I checked Python’s own environment settings to see if the virtual environment had somehow been switched. Nope. It was still the right one.

Finally, I looked inside .venv and saw the evidence: the entire .venv/lib folder — where Python keeps all its packages — had been deleted!

The killer was clean. No fingerprints.

Chapter 4 — The Breakthrough

The big clue came when I realized something chilling: pip would disappear even if I did nothing. I could walk away from my computer and come back to find the pip gone. How could pip disappear if I wasn’t running any python commands? In order for something within python to kill pip, it would still need me to execute a script.

This meant the killer wasn’t inside Python at all. It was somewhere outside, lurking in the operating system.

Chapter 5 — The Real Culprit

I did some digging. It was then that I realized that my project was located on my Desktop. On Mac, the Desktop is automatically synced to iCloud Drive — Apple’s cloud storage service. And evidently, iCloud was getting a little too aggressive with its optimizations. In order to optimize storage, iCloud would remove local copies of large or “inactive” files, leaving only a cloud placeholder.

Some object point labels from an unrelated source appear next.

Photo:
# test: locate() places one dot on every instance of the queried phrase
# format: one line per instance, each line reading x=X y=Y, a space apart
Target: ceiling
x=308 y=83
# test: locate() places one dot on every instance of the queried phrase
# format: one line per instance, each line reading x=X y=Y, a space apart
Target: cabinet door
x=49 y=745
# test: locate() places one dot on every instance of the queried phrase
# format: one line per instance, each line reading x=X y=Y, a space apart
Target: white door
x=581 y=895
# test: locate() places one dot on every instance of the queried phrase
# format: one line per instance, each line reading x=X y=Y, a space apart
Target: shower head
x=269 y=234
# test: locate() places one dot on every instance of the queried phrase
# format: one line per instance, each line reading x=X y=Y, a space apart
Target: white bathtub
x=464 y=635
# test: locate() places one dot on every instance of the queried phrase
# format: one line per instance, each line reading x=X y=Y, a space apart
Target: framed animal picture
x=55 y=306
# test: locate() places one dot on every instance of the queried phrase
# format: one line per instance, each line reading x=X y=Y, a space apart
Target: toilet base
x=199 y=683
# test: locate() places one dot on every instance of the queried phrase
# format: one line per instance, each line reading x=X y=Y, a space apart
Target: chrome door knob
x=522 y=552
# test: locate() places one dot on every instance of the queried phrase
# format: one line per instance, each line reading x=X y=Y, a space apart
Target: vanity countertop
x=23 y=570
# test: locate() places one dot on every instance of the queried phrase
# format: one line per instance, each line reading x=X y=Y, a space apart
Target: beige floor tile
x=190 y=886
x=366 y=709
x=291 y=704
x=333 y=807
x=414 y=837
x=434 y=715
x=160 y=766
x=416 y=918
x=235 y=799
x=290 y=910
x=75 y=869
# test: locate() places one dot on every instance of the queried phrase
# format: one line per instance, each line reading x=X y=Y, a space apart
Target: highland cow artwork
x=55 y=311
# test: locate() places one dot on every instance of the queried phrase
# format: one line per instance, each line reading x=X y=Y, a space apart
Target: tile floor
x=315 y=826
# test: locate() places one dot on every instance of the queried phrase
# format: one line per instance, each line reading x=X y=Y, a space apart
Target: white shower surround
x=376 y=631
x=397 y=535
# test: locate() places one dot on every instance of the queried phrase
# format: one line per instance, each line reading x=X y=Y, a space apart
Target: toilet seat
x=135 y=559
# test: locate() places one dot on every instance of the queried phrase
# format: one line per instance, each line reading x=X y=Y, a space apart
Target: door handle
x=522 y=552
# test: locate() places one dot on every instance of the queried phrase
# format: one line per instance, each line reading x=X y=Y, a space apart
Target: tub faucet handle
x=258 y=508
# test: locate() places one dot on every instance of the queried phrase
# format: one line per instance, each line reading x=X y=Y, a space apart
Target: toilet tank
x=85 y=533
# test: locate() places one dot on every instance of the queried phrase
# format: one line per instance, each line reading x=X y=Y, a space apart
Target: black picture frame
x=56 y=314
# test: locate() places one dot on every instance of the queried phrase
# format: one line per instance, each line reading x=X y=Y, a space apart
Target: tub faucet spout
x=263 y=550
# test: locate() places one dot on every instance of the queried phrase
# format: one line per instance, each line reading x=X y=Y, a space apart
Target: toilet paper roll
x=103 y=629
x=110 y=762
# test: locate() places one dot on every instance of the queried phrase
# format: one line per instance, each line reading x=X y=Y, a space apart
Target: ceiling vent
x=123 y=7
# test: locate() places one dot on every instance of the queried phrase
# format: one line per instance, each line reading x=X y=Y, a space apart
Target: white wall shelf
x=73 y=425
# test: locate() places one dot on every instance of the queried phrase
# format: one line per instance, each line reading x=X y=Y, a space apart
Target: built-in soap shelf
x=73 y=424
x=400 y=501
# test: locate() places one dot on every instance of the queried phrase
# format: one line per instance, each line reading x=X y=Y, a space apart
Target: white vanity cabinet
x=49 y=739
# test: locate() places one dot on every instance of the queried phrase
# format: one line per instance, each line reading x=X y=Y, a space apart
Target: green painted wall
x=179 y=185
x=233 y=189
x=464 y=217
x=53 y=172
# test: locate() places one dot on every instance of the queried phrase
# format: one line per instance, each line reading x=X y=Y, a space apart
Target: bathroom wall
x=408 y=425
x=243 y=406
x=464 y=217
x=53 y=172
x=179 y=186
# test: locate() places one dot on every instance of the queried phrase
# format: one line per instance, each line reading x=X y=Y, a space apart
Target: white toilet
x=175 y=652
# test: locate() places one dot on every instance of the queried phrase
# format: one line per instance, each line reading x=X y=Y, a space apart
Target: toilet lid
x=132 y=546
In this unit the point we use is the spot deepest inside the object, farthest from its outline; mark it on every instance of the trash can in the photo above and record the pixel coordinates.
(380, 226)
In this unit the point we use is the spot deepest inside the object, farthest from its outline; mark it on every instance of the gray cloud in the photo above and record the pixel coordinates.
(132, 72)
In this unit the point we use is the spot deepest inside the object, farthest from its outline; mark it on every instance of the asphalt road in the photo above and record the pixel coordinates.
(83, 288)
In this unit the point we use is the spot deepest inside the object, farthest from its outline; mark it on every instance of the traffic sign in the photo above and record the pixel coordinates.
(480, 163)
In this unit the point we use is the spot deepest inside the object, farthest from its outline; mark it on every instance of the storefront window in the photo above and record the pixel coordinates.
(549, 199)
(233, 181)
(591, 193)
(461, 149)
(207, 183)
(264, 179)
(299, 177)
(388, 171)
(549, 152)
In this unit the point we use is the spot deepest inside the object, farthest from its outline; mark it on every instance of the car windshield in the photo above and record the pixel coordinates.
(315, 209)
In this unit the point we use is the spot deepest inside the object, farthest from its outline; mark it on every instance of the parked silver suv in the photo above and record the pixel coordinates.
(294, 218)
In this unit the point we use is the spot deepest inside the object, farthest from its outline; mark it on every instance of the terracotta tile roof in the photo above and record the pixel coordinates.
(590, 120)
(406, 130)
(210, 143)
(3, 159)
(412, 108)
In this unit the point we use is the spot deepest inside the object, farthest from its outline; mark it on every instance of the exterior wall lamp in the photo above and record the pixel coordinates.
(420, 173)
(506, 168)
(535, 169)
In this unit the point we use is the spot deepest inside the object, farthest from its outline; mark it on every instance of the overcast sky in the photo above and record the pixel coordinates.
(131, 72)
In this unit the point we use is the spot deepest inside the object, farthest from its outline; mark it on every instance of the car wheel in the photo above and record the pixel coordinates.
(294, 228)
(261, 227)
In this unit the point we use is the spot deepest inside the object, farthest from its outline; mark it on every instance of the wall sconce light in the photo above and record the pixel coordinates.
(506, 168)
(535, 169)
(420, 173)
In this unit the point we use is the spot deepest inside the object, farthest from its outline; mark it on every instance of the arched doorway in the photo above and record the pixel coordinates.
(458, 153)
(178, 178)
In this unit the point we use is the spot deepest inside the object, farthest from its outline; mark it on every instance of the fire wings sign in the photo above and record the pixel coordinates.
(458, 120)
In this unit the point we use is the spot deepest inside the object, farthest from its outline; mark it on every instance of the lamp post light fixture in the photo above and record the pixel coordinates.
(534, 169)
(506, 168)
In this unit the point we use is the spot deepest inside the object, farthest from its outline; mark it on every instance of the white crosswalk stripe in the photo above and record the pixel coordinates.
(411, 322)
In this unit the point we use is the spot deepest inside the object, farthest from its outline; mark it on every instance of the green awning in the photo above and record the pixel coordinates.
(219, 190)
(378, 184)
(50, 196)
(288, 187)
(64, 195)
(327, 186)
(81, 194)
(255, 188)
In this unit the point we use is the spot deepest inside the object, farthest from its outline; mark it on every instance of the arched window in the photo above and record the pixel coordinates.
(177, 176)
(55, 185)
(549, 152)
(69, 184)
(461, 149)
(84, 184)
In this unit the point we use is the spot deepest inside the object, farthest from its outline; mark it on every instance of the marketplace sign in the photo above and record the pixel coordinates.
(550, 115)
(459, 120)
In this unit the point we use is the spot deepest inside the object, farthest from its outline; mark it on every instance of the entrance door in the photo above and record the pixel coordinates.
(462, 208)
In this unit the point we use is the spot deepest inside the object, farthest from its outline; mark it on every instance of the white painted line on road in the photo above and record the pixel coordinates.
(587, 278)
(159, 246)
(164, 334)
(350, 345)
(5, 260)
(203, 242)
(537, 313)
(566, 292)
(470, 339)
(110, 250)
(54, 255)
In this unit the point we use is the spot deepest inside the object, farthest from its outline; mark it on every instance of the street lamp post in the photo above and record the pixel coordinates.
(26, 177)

To iCloud, .venv/lib looked like a giant, strange folder that could be safely offloaded. So, iCloud quietly deleted the local lib folder, leaving pip and my packages to vanish in the middle of my work.

The killer was iCloud!

Chapter 6 — Protecting Pip

With the killer identified, I could strategize about how to protect pip from future murder attempts, building a sort of “witness protection program” for programs.

I identified three ways to protect pip:

  1. Turn off iCloud storage optimization. This protects pip, but leaves the cloud drive vulnerable to storage issues.
  2. Rename the virtual environment folder from .venv to .venv.nosync. The “.nosync” suffix tells iCloud to ignore the contents of the directory during cloud storage. This is safe, but cumbersome to work with.
  3. Move the entire project folder off of my desktop and onto a non-synced location, such as ~/Code or ~/Projects. This is the safest long term fix, leaving python safe and iCloud storage optimized. And you can even keep a shortcut to the projects directory on my desktop, leaving your workflows intact as well.

I decided to go with option 3, moving all my projects off of the Desktop and into ~/Projects From that moment on, pip lived in peace.

Epilogue — Lessons for Future Detectives

If you keep your projects in Desktop or Documents and use iCloud sync:

Move them to a non-synced folder like ~/Code or ~/Developer.

Or add .nosync to the environment’s folder name.

Or turn off “Optimize Mac Storage” in iCloud settings.

Remember: In the wrong neighborhood, even the quietest Python environment can become another cold case.